| Algebraic Geometry | Graph Theory |
| Commutative ring $R$ | Graph $G$ |
| Ring hom $R \to S$ | Graph hom $G \to H$ |
| Ideal $\mathfrak{a} \subseteq R$ | Set of potential edges $S$ on vertex set $V(G)$ |
| Quotient $R/\mathfrak{a}$ | Contraction $G/S$ |
| Localization $R[f^{-1}]$ | Edge addition $G \cup \{e\}$ |
| Prime ideal $\mathfrak{p} \subseteq R$ | Consistent partition $K$ of $G$ |
| $\mathfrak{p}_1 \supseteq \mathfrak{p}_2$ (specialization) | $K_1$ is coarser than $K_2$ |
| Generic point $(0)$ | Discrete partition (every vertex in its own block) |
These partitions can be seen as colorings, except quotiented out by permutations of the coloring set.
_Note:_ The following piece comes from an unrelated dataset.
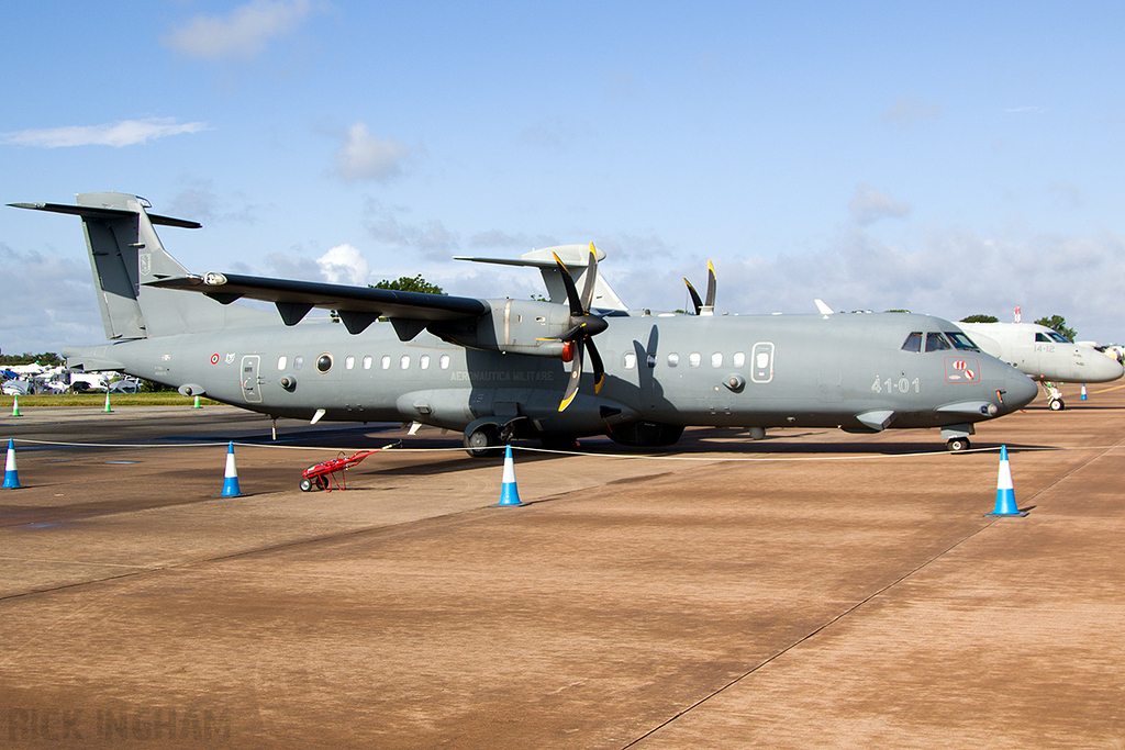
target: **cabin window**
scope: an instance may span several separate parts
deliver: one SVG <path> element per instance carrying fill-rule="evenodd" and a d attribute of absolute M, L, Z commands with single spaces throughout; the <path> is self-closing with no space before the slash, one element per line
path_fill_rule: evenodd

This means that the natural analog of a maximal ideal is a graph minimal in this specialization order, and is a way
of identifying a minimal coloring of a graph. Since we can build up a chain of progressively coarser and coarser partitions
on the way to a maximal ideal, the "Krull dimension" of a graph has the same information as its chromatic number! That's kind of neat.